What are the 4 main healthy eating guidelines?

In addition to meeting your nutritional needs, a healthy diet can help you manage your weight and reduce your risk of health problems such as heart disease, type 2 diabetes and certain cancers. It can also help you feel better and live longer.

1. Eat a variety of foods from all 5 major food groups to get the nutrients you need.

The key to eating a healthy diet is to make sure that you are getting enough vitamins, minerals and fibre from all the different foods you eat.

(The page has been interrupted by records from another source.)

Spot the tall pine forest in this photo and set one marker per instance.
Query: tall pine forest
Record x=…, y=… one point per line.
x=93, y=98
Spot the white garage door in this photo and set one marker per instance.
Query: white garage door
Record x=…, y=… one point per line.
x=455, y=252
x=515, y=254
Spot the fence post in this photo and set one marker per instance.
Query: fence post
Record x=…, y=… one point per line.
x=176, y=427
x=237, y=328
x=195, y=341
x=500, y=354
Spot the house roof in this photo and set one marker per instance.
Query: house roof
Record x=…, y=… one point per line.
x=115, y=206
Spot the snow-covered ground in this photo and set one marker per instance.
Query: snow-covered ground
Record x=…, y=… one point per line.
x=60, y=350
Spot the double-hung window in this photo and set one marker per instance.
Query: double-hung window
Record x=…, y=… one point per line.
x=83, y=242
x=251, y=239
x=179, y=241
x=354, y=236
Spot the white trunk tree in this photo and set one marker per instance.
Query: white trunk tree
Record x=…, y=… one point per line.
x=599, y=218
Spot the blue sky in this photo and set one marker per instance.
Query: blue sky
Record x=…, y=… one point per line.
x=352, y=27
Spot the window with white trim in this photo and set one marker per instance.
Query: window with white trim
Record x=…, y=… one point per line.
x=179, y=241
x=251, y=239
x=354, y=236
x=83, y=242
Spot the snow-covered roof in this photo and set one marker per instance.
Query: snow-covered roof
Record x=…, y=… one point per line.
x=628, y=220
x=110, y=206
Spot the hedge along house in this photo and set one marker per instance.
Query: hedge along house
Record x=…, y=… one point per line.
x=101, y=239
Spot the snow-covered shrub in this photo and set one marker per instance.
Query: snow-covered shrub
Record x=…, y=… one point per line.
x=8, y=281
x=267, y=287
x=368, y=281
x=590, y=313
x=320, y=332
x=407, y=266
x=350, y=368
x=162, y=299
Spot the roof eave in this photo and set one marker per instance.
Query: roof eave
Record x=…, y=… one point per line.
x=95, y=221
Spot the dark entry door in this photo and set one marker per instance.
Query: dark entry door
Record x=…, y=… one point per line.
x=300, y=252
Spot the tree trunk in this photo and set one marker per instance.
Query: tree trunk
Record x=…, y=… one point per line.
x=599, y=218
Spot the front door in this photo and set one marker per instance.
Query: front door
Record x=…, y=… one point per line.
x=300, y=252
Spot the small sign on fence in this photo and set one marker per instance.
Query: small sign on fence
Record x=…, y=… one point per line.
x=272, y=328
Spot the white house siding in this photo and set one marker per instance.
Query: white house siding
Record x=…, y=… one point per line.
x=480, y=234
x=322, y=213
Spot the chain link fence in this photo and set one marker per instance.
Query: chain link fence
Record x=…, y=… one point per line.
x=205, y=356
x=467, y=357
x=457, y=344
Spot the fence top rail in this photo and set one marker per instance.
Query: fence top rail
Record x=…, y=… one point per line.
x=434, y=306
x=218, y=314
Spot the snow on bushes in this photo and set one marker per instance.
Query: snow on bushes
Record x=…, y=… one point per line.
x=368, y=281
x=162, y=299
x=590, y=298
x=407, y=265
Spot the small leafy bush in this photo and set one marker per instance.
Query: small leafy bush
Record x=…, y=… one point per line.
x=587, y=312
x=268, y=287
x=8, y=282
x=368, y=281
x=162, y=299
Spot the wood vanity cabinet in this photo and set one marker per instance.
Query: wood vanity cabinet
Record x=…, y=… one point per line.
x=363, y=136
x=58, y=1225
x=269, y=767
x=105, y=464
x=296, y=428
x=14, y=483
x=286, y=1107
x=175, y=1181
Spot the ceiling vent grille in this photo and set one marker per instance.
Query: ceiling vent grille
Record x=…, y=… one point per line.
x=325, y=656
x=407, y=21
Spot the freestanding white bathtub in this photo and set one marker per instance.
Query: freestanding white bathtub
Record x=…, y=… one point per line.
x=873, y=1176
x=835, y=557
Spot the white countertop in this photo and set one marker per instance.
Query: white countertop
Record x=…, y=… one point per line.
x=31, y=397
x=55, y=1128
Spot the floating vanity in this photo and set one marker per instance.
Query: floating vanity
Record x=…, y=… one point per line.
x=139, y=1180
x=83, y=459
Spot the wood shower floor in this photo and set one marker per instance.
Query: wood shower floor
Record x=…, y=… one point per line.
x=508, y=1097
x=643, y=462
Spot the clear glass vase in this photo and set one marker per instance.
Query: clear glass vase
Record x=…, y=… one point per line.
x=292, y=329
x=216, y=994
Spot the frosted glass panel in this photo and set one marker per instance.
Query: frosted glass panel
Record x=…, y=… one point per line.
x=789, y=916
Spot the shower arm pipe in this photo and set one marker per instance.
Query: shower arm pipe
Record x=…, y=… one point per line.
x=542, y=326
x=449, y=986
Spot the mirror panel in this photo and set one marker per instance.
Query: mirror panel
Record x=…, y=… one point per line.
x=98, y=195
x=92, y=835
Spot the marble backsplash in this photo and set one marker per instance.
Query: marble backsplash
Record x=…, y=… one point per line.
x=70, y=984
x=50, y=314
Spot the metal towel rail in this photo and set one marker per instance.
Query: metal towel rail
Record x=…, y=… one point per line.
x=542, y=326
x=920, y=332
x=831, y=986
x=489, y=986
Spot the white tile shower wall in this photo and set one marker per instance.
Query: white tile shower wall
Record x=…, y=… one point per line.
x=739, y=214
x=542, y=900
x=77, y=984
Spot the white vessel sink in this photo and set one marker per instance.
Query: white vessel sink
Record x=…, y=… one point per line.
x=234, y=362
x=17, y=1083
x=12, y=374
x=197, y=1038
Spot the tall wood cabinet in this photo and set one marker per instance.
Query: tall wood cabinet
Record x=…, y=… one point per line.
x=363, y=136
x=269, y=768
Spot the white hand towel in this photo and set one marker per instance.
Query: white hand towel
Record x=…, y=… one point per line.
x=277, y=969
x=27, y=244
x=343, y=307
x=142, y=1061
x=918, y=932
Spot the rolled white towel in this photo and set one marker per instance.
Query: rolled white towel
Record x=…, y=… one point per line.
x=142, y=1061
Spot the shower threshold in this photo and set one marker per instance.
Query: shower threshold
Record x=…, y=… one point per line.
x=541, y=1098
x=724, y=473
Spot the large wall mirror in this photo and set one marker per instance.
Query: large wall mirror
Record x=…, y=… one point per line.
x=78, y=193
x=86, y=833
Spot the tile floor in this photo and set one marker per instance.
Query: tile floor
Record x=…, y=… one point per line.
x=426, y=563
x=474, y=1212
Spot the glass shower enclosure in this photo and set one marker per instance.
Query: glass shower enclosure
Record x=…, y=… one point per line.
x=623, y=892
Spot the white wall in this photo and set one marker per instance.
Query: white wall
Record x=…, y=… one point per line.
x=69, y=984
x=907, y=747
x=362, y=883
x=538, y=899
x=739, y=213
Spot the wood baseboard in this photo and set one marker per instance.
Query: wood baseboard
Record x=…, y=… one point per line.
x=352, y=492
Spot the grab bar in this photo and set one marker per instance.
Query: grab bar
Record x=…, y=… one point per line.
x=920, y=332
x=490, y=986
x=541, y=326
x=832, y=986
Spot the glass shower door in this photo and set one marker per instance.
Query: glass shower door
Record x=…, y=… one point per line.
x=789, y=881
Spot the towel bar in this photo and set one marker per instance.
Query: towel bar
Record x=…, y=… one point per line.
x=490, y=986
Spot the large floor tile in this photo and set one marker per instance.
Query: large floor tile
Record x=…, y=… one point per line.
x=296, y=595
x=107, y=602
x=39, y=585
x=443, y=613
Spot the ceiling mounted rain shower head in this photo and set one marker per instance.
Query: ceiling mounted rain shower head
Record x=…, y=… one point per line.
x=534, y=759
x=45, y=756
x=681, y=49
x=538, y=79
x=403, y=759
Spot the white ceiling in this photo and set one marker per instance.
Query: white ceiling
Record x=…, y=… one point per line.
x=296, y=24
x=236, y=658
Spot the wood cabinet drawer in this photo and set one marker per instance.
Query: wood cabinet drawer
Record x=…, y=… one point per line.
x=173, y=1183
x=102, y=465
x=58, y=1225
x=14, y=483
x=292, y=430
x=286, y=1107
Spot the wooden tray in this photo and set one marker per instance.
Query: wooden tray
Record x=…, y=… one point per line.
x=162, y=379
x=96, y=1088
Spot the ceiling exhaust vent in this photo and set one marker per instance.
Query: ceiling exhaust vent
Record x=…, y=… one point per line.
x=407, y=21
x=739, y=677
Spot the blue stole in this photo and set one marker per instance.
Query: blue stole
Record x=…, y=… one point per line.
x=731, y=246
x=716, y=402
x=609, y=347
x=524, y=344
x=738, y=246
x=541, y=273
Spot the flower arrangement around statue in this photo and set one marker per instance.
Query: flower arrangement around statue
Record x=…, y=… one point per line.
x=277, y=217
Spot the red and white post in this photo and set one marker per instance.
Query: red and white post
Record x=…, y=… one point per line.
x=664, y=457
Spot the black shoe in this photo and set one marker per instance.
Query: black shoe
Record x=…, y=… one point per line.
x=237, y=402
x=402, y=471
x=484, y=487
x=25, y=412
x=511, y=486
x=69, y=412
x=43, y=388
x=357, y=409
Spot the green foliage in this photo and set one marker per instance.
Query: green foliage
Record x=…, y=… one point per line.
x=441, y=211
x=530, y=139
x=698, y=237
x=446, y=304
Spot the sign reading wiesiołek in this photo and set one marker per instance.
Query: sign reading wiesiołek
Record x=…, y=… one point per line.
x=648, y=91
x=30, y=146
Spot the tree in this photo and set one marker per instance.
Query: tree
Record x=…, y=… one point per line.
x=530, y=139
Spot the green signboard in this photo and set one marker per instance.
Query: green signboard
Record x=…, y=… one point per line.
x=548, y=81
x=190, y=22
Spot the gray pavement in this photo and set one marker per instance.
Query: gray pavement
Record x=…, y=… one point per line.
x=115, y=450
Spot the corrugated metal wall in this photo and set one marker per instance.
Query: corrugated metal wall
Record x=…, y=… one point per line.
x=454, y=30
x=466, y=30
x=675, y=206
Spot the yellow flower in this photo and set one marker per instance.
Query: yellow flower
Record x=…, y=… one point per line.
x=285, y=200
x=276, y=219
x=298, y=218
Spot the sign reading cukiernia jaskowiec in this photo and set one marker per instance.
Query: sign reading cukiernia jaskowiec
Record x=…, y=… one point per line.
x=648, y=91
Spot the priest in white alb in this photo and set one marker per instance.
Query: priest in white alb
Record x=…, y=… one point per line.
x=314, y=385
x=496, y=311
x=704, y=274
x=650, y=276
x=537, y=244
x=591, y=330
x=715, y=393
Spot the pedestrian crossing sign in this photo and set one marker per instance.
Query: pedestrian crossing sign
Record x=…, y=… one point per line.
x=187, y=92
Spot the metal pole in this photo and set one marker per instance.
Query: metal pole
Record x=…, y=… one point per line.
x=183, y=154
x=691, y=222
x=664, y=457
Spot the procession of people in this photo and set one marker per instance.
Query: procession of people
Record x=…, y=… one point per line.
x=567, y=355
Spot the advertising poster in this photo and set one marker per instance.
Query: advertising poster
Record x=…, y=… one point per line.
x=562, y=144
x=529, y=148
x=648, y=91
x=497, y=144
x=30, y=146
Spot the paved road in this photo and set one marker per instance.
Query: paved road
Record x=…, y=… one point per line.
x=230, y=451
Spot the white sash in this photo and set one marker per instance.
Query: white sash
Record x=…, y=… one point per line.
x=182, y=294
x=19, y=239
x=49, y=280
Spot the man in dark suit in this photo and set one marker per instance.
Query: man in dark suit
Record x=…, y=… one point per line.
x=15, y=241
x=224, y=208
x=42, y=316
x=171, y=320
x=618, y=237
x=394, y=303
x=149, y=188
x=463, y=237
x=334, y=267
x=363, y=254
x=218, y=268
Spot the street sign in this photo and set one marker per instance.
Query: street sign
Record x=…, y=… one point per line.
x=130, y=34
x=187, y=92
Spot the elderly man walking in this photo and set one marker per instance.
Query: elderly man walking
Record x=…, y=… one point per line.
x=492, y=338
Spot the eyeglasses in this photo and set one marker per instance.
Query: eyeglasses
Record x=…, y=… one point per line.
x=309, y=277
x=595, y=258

This can be done through a balanced meal plan that includes plenty of fruits, vegetables, whole grains and lean protein.

2. Choose meals and snacks that have less than 10 percent of calories from added sugars, saturated fat and sodium.

3. Drink water instead of a sugary drink or soft drink (like soda).

4. Choose low-fat, unsweetened milk and other dairy products over full-fat versions.

5. Have a portion of fruit or veg with every meal and snack.

6. Replace processed foods with real food whenever possible.

7. Eating more fresh, whole, minimally processed and minimally added foods helps you avoid some of the most common food-related health problems.

8. Choose foods and drinks that are high in fibre and lower in sugars, salt and saturated fat.

9. Add fiber to your meals and snacks by eating more fruits, vegetables, whole grains and legumes.

10. Include fish, lean meats and poultry, eggs and nuts as part of a healthy diet.

11. Include more whole grains, particularly those that are high in fibre such as oatmeal, brown rice and quinoa.

12. Use olive and canola oils to cook with instead of butter or margarine.

13. Choose lean sources of protein, such as seafood, poultry, beans and peas, nuts and seeds, and lentils.

14. Limit or eliminate red meat and processed meats in your diet.

15. Choose low-fat or fat-free milk and milk products, such as milk, yogurt, cheese, and fortified soy beverages.

16. Keep total fat intake between 30 to 35 percent of your daily calories for children 2 to 3 years of age and between 25 to 35 percent of your daily calories for children 4 to 18 years of age, with most fat coming from sources of polyunsaturated and monounsaturated fatty acids, such as fish, nuts and vegetable oils.

17. Consume more vegetables, especially dark-green and red and orange vegetables, as well as beans and peas.

18. Increase consumption of whole grain foods, such as whole wheat breads and cereals, rice, pasta, and oats.

19. Limit or eliminate refined grains, such as refined white breads and white flour products.

20 Conclusion: The Dietary Guidelines for Americans recommend that people eat a diet rich in fruits, vegetables, whole grains, legumes, fish and poultry, and low in fat, saturated and trans fats. It also suggests that individuals limit calorie intake, increase physical activity and limit sodium intake.